If the path difference is such that the waves arriving at a point are exactly out of phase with one another the resulting amplitude is $A_2-A_!$ which means that the intensity is proportional to $(A_2-A_1)^2$ at a minimum.
The minimum intensity is only zero if the amplitudes of the two waves is the same $(A_2=A_1)$.

So starting from equal intensity (amplitude) from each slit by decreasing the intensity from one slit you decrease the maximum intensities of the interference pattern but increase the minimum intensities of the fringe pattern - the contrast between the bright and dark fringes decreases.

Answer 2

I'm not sure if my understanding is correct, but i hope this would help!

When it comes to destructive interference, usually we would be given a situation where two coherent waves move in opposite direction. However, the resultant displacement only becomes zero when both have the same amplitude.

As an illustration, a wave of amplitude 2a, moving in positive direction, interfere with another wave of amplitude 2a, moving in negative direction. Thus, the resultant displacement due to the destructive interference is zero.

So, for this case where the dark fringes becomes brighter, we need to know this.

When the intensity of ONE of the fringes is reduced, the amplitude of ONE of the fringes is also reduced (I = A²) .

So, using the same example as above, assuming one of the amplitude of the waves is reduced, the wave of amplitude 2a, moving in positive direction, interfere with the other wave of amplitude 1a (I assume the amplitude of this wave is reduced), moving in negative direction, the resultant displacement would be ( 2a - 1a) 1a.

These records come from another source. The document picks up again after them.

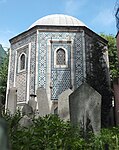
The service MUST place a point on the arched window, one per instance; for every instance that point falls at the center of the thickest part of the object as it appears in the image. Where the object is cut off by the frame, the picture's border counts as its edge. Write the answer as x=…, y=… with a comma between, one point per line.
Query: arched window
x=22, y=62
x=60, y=57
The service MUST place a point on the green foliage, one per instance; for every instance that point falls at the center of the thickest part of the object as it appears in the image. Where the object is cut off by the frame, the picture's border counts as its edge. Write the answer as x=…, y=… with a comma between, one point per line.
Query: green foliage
x=113, y=57
x=47, y=133
x=52, y=133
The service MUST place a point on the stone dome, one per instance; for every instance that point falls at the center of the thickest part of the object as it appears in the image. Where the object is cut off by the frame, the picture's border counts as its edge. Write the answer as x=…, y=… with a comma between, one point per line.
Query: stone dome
x=58, y=20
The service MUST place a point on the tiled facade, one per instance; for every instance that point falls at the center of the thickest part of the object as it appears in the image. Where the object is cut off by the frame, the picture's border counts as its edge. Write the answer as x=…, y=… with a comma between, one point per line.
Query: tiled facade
x=60, y=77
x=40, y=45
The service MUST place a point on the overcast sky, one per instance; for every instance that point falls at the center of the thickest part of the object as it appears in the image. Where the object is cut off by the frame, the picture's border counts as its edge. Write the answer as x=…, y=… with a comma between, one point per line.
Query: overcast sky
x=17, y=15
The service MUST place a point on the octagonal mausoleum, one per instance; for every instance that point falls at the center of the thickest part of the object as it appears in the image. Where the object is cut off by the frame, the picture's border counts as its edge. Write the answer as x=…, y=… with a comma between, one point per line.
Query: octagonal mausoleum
x=53, y=53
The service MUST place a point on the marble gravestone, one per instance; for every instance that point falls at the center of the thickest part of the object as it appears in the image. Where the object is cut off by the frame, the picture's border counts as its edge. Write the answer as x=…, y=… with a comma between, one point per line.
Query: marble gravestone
x=63, y=105
x=27, y=110
x=4, y=143
x=43, y=105
x=32, y=102
x=12, y=100
x=84, y=105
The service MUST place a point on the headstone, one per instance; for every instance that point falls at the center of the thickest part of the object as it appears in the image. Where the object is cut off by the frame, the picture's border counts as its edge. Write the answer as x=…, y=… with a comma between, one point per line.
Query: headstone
x=25, y=121
x=32, y=102
x=43, y=105
x=27, y=110
x=4, y=145
x=12, y=100
x=63, y=105
x=85, y=104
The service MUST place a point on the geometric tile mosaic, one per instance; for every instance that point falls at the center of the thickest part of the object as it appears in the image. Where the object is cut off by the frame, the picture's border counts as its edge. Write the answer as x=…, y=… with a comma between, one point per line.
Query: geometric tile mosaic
x=61, y=78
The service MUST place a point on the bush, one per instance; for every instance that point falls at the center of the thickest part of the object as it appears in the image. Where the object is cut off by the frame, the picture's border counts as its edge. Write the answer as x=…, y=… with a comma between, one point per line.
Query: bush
x=52, y=133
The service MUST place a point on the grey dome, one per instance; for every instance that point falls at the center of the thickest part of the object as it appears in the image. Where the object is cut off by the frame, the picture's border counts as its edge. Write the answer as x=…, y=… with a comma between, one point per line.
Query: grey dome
x=58, y=20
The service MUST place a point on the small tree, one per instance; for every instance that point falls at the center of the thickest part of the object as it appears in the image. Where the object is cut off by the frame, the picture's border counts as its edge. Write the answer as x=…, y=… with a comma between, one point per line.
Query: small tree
x=113, y=57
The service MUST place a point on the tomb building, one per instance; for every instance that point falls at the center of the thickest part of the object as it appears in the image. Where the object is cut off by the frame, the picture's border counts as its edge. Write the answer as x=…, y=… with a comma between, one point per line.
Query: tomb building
x=54, y=54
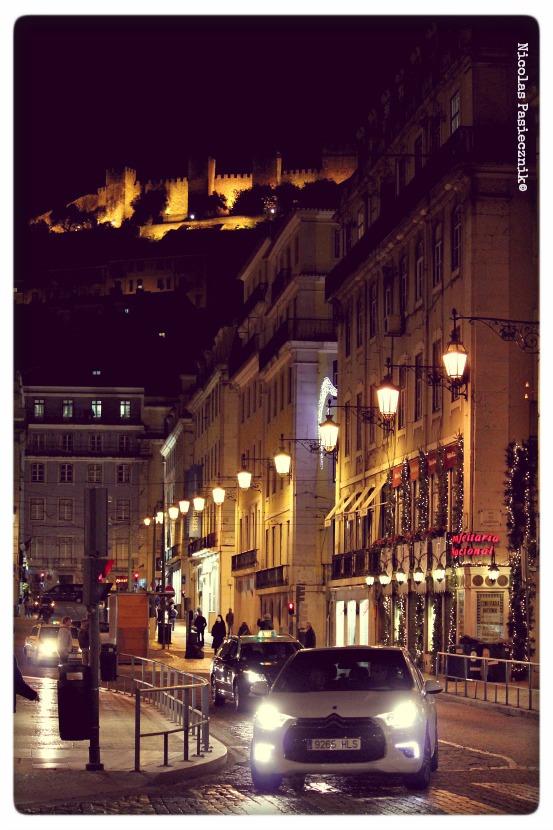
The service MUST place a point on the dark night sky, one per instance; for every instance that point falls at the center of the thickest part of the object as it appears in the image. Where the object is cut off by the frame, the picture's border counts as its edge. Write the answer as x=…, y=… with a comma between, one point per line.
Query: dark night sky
x=97, y=92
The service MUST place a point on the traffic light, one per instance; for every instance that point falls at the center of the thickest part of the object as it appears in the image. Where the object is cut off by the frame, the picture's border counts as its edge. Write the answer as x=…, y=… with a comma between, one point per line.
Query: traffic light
x=95, y=589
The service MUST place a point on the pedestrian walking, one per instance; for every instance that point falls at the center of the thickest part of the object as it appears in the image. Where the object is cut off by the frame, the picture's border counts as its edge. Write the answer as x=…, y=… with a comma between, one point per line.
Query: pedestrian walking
x=309, y=637
x=65, y=639
x=20, y=687
x=200, y=622
x=218, y=632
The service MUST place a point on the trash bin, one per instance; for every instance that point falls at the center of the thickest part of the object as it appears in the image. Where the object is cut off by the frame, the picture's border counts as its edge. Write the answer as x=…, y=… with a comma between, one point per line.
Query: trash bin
x=108, y=661
x=74, y=703
x=164, y=631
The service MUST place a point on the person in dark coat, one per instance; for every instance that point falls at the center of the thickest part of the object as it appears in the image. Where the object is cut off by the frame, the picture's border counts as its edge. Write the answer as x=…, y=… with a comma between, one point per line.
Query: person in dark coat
x=20, y=687
x=309, y=638
x=200, y=622
x=218, y=632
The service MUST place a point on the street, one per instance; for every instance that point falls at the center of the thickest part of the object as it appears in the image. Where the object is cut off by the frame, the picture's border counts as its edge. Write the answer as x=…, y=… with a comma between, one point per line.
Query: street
x=488, y=765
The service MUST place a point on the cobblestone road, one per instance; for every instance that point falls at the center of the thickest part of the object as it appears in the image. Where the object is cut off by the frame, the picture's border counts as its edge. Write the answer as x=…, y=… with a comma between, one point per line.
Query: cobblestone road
x=469, y=782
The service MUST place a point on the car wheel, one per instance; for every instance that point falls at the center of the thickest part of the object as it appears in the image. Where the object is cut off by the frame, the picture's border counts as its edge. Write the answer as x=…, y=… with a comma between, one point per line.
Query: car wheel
x=239, y=697
x=421, y=780
x=263, y=782
x=216, y=697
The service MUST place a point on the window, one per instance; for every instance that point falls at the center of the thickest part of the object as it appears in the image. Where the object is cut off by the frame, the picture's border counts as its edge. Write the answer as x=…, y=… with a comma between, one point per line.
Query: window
x=419, y=270
x=123, y=510
x=359, y=320
x=438, y=263
x=456, y=238
x=124, y=443
x=437, y=387
x=403, y=284
x=66, y=473
x=65, y=548
x=402, y=398
x=359, y=423
x=37, y=510
x=123, y=474
x=94, y=474
x=418, y=154
x=95, y=443
x=37, y=472
x=67, y=442
x=65, y=510
x=455, y=112
x=373, y=310
x=418, y=387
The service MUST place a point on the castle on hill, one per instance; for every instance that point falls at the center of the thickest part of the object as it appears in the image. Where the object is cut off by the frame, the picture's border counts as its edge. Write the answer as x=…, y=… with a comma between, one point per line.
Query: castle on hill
x=112, y=202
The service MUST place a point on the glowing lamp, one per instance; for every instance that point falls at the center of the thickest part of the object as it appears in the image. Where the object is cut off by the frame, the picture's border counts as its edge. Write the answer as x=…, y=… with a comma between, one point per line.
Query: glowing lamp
x=199, y=503
x=455, y=358
x=388, y=397
x=401, y=576
x=384, y=578
x=418, y=575
x=218, y=494
x=328, y=434
x=244, y=479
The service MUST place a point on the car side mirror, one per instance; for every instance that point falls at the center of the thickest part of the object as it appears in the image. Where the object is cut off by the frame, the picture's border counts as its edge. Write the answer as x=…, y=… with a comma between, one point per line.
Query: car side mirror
x=260, y=687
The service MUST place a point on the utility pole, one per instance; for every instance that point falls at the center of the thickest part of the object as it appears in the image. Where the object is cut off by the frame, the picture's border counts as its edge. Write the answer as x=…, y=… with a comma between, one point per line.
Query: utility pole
x=96, y=546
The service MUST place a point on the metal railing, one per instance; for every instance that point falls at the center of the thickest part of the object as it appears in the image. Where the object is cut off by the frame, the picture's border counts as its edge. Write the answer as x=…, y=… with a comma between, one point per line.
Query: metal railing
x=181, y=697
x=491, y=679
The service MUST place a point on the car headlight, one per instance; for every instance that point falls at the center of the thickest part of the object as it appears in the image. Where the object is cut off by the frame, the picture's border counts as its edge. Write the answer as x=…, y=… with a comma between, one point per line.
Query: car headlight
x=253, y=676
x=268, y=717
x=402, y=717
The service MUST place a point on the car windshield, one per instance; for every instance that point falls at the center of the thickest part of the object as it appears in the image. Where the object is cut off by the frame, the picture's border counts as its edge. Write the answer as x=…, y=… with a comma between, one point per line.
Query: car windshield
x=267, y=652
x=340, y=670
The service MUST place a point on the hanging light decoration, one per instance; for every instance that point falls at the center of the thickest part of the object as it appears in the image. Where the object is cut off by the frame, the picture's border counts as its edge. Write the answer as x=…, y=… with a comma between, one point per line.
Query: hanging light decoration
x=218, y=494
x=199, y=503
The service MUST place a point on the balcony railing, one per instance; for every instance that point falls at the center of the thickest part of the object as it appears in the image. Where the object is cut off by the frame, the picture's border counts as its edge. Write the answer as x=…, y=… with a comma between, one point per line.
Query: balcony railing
x=305, y=330
x=247, y=559
x=271, y=577
x=209, y=541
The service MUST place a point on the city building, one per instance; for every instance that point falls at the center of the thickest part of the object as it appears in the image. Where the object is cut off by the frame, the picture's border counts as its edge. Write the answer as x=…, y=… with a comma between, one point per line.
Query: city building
x=434, y=220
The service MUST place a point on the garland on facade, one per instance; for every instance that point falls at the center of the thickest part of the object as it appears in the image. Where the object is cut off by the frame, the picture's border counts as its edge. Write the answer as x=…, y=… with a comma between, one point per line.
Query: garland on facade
x=405, y=495
x=520, y=500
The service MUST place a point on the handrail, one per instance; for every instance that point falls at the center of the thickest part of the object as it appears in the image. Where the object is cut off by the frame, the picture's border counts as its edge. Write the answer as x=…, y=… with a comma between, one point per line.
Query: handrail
x=176, y=700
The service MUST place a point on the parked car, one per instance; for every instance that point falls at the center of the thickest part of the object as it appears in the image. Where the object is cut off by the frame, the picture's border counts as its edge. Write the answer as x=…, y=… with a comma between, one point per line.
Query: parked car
x=41, y=646
x=241, y=661
x=346, y=711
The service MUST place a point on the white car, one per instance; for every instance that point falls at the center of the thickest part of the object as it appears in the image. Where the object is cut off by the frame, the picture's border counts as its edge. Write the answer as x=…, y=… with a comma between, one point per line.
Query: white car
x=349, y=710
x=41, y=646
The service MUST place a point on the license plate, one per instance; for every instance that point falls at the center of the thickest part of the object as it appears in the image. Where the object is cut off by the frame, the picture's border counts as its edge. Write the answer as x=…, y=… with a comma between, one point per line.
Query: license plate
x=334, y=744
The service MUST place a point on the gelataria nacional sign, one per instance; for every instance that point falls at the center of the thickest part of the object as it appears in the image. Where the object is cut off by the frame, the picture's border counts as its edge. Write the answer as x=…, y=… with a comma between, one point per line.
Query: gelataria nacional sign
x=470, y=546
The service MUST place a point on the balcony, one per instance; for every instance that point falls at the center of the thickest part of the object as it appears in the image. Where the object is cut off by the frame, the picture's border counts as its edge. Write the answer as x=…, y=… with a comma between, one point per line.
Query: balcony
x=206, y=542
x=316, y=330
x=271, y=577
x=466, y=146
x=281, y=282
x=247, y=559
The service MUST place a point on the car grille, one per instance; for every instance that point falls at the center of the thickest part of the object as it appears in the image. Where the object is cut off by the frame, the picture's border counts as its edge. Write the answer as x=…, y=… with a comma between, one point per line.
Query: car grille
x=373, y=744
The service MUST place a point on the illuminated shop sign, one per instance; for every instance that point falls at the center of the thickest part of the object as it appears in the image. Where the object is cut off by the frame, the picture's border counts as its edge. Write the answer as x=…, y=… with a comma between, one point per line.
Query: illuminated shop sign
x=470, y=545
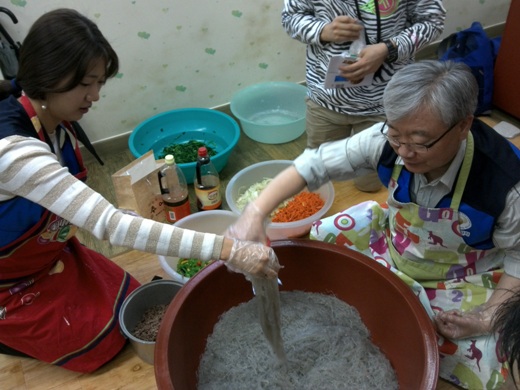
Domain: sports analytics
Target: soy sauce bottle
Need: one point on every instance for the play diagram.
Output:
(206, 182)
(174, 191)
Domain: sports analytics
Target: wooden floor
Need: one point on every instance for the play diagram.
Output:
(127, 371)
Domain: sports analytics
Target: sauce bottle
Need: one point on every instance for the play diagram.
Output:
(206, 182)
(174, 190)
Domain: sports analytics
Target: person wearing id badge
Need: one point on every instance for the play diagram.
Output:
(393, 31)
(449, 228)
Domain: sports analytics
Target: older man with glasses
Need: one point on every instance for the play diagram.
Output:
(450, 227)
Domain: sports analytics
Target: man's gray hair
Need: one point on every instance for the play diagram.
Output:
(448, 89)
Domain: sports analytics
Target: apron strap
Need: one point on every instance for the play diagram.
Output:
(464, 172)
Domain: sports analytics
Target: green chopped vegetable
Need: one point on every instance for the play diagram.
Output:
(186, 152)
(189, 267)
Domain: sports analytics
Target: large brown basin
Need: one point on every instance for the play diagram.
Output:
(397, 321)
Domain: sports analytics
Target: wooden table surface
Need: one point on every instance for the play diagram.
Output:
(127, 371)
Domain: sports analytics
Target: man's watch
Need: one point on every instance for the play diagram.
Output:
(392, 51)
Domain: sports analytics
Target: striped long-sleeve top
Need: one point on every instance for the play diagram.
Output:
(411, 24)
(30, 170)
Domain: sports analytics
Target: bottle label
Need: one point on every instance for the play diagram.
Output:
(208, 199)
(176, 211)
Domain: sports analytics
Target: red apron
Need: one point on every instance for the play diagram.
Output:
(60, 301)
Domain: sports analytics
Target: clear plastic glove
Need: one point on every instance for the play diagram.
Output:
(455, 324)
(253, 258)
(249, 226)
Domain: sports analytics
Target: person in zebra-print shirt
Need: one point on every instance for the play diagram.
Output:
(395, 30)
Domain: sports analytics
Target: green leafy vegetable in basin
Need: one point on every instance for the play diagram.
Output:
(186, 152)
(189, 267)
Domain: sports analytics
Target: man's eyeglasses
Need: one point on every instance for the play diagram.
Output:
(417, 148)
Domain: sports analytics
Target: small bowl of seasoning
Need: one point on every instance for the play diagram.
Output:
(142, 312)
(210, 221)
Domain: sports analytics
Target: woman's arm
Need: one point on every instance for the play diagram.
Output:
(455, 324)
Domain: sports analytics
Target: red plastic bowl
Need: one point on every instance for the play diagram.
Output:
(393, 314)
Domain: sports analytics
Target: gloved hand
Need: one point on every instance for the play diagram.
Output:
(249, 226)
(252, 258)
(455, 324)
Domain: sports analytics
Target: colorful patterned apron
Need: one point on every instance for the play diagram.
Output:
(60, 301)
(425, 248)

As you can see, the resultant displacement increases from zero (from first example) to 1a (from second example). Since resultant displacement of wave indicates the brightness of light wave, increase in resultant displacement of the waves indicates that the dark fringes becomes brighter.

Thank you!

Answer 3

The bright fringes will get darker as the intensity of the bright fringes is when the two beams interact constructively and the intensity becomes proportional to the sum of the two beam intensities. In the destructive interference case the light beam intensity becomes proportional to the difference of the two beam intensities which if equal will lead to absolutely dark fringe otherwise the fringes for destructive interference will have a non-zero intensity.

$I = I_1 + I_2 + 2 \sqrt{(I_1~ I_2)} \cos\theta$ , thus $I$ is zero only when $I_1 = I_2$ and $\theta = (2n+1)\pi\;.$

Answer 4

Suppose intensity of one light is $I_1=2$ and another light $I_2=2$, when they intefere destructively, the resulatant is zero and hence dark fringe is formed.

But when intensity of $i_1$ becomes 1, their destructive inteference results in (2-1)=1, so what was once a dark fringe has now the intensity of 1.

NOTE: Although amplitudes cancel each other out instead of intensity, it is easier to understand the concept with intensity.

Answer 5

They become less dark because as you know the intensity in one slit decreases and so the amplitude decreases in that slit. Complete destructive interference occurs when the amplitudes from both slits are the same as they completely cancel out. However, if one of the amplitudes out of the two sources is reduced while the other is kept the same , they do not completely cancel out, hence the resultant wave at that point still has some amplitude, even after destructive interference, unlike before when the amplitudes completely cancelled out. This amplitude and hence resultant displacement makes the dark fringes from before less dark.